Developing with ChatGPT feels bizzarely like when Tony Stark invented a new element with Jarvis' assistance.
It's a prolonged back and forth, and you need to point out the AIs mistakes and work through a ton of iterations to get something that is close enough that you can tweak it and use, but it's SO much faster than trawling through Stack Overflow or hoping someone who knows more than you can answer a post for you.
I've used chatgpt and gemini to build some simple powershell scripts for use in intune deployments. They've been fairly simple scripts. Very few have of them have been workable solutions out of the box, and they've often filled with hallucinated cmdlets that don't exist or are part of a thirdparty module that it doesn't tell me needs to be installed. It's not useless tho, because I am a lousy programmer its been good to give me a skeleton for which I can build a working script off of and debug myself.
I reiterate that I am a lousy programmer, but it has sped up my deployments because I haven't had to work from scratch. 5/10 its saved me a half hour here and there.
In recent years, computer programmers have flocked to chatbots like OpenAI's ChatGPT to help them code, dealing a blow to places like Stack Overflow, which had to lay off nearly 30 percent of its staff last year.
That's a staggeringly large proportion for a program that people are relying on to be accurate and precise, underlining what other end users like writers and teachers are experiencing: AI platforms like ChatGPT often hallucinate totally incorrectly answers out of thin air.
For the study, the researchers looked over 517 questions in Stack Overflow and analyzed ChatGPT's attempt to answer them.
The team also performed a linguistic analysis of 2,000 randomly selected ChatGPT answers and found they were "more formal and analytical" while portraying "less negative sentiment" — the sort of bland and cheery tone AI tends to produce.
The Purdue researchers polled 12 programmers — admittedly a small sample size — and found they preferred ChatGPT at a rate of 35 percent and didn't catch AI-generated mistakes at 39 percent.

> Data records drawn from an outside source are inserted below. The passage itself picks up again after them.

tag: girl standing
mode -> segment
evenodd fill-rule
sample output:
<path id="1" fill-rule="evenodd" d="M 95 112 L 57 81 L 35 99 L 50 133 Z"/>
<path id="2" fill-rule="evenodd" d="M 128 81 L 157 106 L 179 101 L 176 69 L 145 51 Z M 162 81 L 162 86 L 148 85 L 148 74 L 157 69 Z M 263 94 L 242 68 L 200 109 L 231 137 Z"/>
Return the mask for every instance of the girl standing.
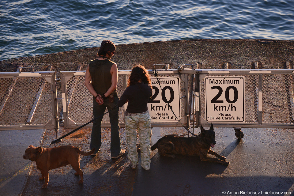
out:
<path id="1" fill-rule="evenodd" d="M 141 166 L 144 169 L 150 167 L 150 118 L 147 104 L 152 97 L 152 86 L 148 71 L 143 66 L 137 65 L 132 70 L 128 87 L 119 101 L 122 107 L 128 101 L 125 112 L 126 137 L 128 145 L 128 158 L 131 167 L 135 169 L 139 161 L 136 148 L 138 129 L 141 150 Z"/>

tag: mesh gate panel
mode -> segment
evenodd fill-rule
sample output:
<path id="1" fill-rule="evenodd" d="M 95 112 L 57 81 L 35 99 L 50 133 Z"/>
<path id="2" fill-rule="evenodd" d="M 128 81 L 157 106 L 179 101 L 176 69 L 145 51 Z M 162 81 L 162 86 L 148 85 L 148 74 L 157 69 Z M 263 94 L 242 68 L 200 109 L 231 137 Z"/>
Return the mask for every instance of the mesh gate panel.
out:
<path id="1" fill-rule="evenodd" d="M 0 125 L 46 124 L 53 118 L 51 85 L 43 78 L 1 78 L 0 84 Z"/>

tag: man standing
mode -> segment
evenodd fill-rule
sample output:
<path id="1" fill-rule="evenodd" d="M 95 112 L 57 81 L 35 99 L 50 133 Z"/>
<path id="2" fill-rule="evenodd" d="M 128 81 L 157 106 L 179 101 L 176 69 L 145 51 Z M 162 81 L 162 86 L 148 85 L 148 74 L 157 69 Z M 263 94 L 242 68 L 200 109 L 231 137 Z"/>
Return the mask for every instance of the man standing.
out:
<path id="1" fill-rule="evenodd" d="M 102 42 L 98 51 L 98 57 L 91 61 L 87 68 L 85 85 L 93 96 L 93 113 L 95 119 L 102 115 L 106 107 L 111 126 L 110 153 L 111 158 L 118 158 L 125 153 L 121 149 L 119 137 L 118 108 L 116 107 L 119 100 L 116 92 L 117 85 L 117 66 L 110 60 L 115 52 L 115 46 L 112 42 L 104 40 Z M 91 82 L 92 81 L 92 83 Z M 101 146 L 101 123 L 103 116 L 93 122 L 90 147 L 95 148 L 96 155 Z"/>

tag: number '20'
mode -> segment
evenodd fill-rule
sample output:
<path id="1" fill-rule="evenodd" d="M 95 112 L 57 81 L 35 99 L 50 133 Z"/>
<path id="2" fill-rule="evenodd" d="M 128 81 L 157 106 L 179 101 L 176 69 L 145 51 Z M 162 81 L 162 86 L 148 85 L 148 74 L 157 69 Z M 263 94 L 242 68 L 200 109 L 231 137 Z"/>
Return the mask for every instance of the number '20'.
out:
<path id="1" fill-rule="evenodd" d="M 211 90 L 216 89 L 218 90 L 218 93 L 213 99 L 211 100 L 211 103 L 223 103 L 223 100 L 217 100 L 217 99 L 220 98 L 220 97 L 221 96 L 223 93 L 223 89 L 218 86 L 214 86 L 211 87 Z M 234 91 L 234 99 L 232 100 L 231 100 L 230 99 L 230 97 L 229 96 L 229 92 L 231 89 Z M 226 89 L 225 96 L 226 97 L 226 100 L 227 102 L 230 104 L 233 104 L 236 103 L 238 100 L 238 90 L 237 89 L 237 88 L 233 86 L 228 86 Z"/>
<path id="2" fill-rule="evenodd" d="M 158 95 L 159 93 L 159 89 L 156 86 L 152 86 L 152 88 L 155 90 L 155 92 L 152 96 L 151 100 L 149 101 L 149 103 L 160 103 L 160 100 L 154 100 L 154 99 L 156 98 L 157 96 Z M 168 89 L 171 92 L 171 98 L 169 100 L 168 100 L 165 97 L 165 91 L 167 89 Z M 167 104 L 169 104 L 172 103 L 174 100 L 174 98 L 175 98 L 175 93 L 174 92 L 174 90 L 170 86 L 165 86 L 162 89 L 162 91 L 161 91 L 161 98 L 164 102 Z"/>

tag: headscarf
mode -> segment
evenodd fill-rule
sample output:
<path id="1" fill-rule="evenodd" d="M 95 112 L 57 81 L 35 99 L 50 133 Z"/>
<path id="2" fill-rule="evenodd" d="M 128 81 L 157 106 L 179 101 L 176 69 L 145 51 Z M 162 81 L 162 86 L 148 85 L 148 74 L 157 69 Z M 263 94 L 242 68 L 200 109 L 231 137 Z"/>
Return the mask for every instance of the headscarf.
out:
<path id="1" fill-rule="evenodd" d="M 100 55 L 103 51 L 115 51 L 115 45 L 109 40 L 104 40 L 101 43 L 101 46 L 98 51 L 98 55 Z"/>

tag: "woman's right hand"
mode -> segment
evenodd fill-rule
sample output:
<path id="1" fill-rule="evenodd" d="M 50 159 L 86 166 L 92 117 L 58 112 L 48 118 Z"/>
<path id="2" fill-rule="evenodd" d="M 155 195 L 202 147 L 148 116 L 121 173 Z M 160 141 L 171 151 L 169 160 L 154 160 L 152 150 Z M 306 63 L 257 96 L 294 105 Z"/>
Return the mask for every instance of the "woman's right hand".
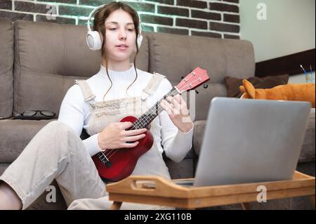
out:
<path id="1" fill-rule="evenodd" d="M 133 123 L 129 121 L 110 124 L 98 135 L 99 147 L 104 150 L 136 146 L 139 143 L 138 140 L 145 136 L 147 129 L 126 130 L 132 125 Z"/>

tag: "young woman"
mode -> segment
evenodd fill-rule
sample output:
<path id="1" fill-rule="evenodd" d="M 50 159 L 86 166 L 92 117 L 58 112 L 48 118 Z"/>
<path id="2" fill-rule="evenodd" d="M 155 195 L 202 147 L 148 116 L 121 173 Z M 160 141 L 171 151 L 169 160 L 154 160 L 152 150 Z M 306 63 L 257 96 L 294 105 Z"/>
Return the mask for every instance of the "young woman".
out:
<path id="1" fill-rule="evenodd" d="M 58 120 L 41 129 L 0 176 L 0 209 L 26 209 L 53 179 L 67 206 L 71 204 L 69 209 L 106 209 L 110 205 L 106 185 L 91 157 L 136 146 L 147 129 L 126 131 L 132 123 L 120 119 L 138 117 L 172 88 L 164 76 L 136 67 L 140 26 L 133 8 L 118 2 L 103 6 L 93 22 L 100 38 L 100 71 L 76 81 L 62 100 Z M 91 40 L 88 44 L 93 48 Z M 136 56 L 131 64 L 134 51 Z M 139 158 L 133 175 L 170 178 L 163 151 L 180 162 L 191 148 L 193 123 L 183 98 L 177 95 L 160 105 L 164 110 L 150 125 L 154 144 Z M 83 128 L 90 135 L 84 140 L 79 138 Z"/>

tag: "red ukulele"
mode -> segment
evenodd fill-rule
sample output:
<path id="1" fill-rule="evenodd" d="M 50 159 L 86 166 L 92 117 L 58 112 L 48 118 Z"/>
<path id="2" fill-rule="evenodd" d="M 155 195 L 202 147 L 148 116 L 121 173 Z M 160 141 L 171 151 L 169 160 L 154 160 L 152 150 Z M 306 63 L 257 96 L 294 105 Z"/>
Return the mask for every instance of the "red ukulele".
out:
<path id="1" fill-rule="evenodd" d="M 194 89 L 209 79 L 206 70 L 197 67 L 138 119 L 128 116 L 123 118 L 120 122 L 132 122 L 133 126 L 129 129 L 130 130 L 143 129 L 163 111 L 160 106 L 162 100 L 168 96 L 174 96 L 181 94 L 185 91 Z M 147 130 L 145 133 L 145 136 L 139 140 L 138 145 L 135 147 L 106 150 L 93 156 L 92 159 L 100 176 L 110 181 L 118 181 L 131 175 L 138 158 L 148 151 L 154 143 L 154 138 L 150 131 Z"/>

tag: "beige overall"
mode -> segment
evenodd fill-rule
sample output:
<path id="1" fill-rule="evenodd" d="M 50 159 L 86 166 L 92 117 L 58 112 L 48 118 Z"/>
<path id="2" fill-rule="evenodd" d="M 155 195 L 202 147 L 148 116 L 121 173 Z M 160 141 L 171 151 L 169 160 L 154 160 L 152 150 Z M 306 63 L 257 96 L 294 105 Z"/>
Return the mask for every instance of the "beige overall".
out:
<path id="1" fill-rule="evenodd" d="M 111 122 L 126 116 L 139 117 L 164 76 L 154 74 L 141 96 L 95 102 L 95 95 L 85 80 L 76 80 L 85 101 L 90 103 L 91 117 L 87 133 L 100 132 Z M 151 126 L 157 125 L 158 118 Z M 159 175 L 170 178 L 168 169 L 154 143 L 152 148 L 140 157 L 132 174 Z M 98 174 L 88 152 L 77 133 L 58 121 L 48 123 L 32 139 L 20 155 L 8 167 L 0 180 L 16 192 L 26 209 L 55 179 L 69 209 L 107 209 L 105 184 Z M 169 209 L 154 205 L 123 203 L 122 209 Z"/>

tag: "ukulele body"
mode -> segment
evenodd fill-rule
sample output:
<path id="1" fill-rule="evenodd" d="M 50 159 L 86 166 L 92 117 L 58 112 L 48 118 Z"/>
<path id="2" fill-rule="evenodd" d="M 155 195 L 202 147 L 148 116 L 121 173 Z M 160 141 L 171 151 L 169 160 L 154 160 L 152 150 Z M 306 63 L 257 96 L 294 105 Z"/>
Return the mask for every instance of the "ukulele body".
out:
<path id="1" fill-rule="evenodd" d="M 137 118 L 128 116 L 120 122 L 130 121 L 134 123 Z M 107 150 L 103 153 L 111 161 L 111 166 L 107 167 L 98 155 L 92 157 L 100 176 L 110 181 L 122 180 L 131 174 L 136 166 L 138 158 L 148 151 L 154 143 L 151 132 L 147 130 L 145 136 L 140 139 L 138 145 L 134 147 Z"/>

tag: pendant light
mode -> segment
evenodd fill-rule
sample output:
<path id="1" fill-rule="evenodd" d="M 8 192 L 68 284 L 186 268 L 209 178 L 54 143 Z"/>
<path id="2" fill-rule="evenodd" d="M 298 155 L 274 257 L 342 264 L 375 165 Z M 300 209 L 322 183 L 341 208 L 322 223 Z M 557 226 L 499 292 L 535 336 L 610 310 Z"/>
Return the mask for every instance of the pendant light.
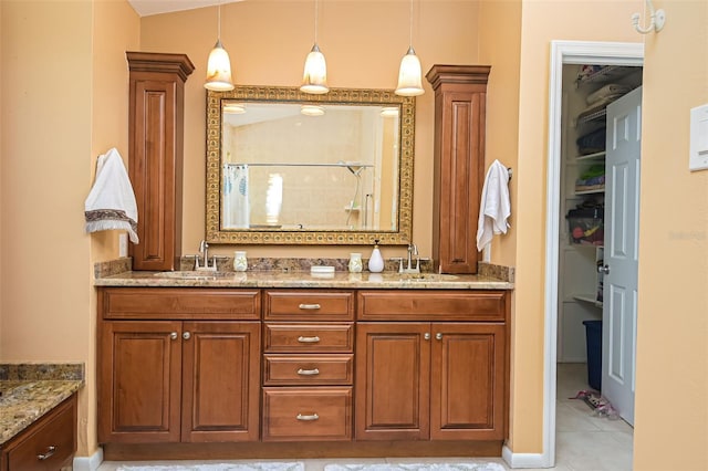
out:
<path id="1" fill-rule="evenodd" d="M 398 86 L 396 95 L 417 96 L 423 95 L 423 73 L 420 72 L 420 61 L 413 49 L 413 0 L 410 0 L 410 36 L 408 52 L 400 60 L 398 71 Z"/>
<path id="2" fill-rule="evenodd" d="M 314 45 L 305 59 L 300 91 L 320 95 L 327 93 L 327 64 L 317 45 L 317 0 L 314 0 Z"/>
<path id="3" fill-rule="evenodd" d="M 209 53 L 207 81 L 204 83 L 204 87 L 216 92 L 228 92 L 229 90 L 233 90 L 233 82 L 231 82 L 231 61 L 229 60 L 229 53 L 226 52 L 226 49 L 221 45 L 221 2 L 219 2 L 217 7 L 217 43 Z"/>

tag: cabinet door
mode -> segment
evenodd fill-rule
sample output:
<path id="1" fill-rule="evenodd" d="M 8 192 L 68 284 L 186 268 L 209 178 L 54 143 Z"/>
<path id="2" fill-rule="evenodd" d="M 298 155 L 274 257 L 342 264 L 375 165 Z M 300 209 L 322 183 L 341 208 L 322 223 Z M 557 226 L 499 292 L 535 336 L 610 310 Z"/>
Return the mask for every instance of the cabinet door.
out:
<path id="1" fill-rule="evenodd" d="M 98 441 L 177 442 L 180 322 L 100 326 Z"/>
<path id="2" fill-rule="evenodd" d="M 185 322 L 181 441 L 258 440 L 260 323 Z"/>
<path id="3" fill-rule="evenodd" d="M 366 323 L 356 332 L 356 440 L 427 440 L 430 324 Z"/>
<path id="4" fill-rule="evenodd" d="M 440 323 L 431 333 L 430 439 L 503 439 L 504 326 Z"/>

The study demonstrates that ChatGPT still has major flaws — but that's cold comfort to people laid off from Stack Overflow or programmers who have to fix AI-generated mistakes in code.
The original article contains 340 words, the summary contains 199 words. Saved 41%. I'm a bot and I'm open source!
Well, ok… that seems about right for languages like JavaScript or Python, but try it on languages with a reputation for being widely used to write terrible code, like Java or PHP (hence having been trained on terrible code), and it’s actively detrimental to even experienced developers.
The best method I've found for using it is to help you with languages you may have lost familiarity in and to walk it through what you need step by step. This lets you evaluate it's reasoning. When it gets stuck in a loop:
Try A!
Actually A doesn't work because that method doesn't exist.
Oh sorry Try B!
Yeah B doesn't work either.
You're right, so sorry about that, Try A!
Yeah.. we just did this.
at that point it's time to just close it down and try another AI.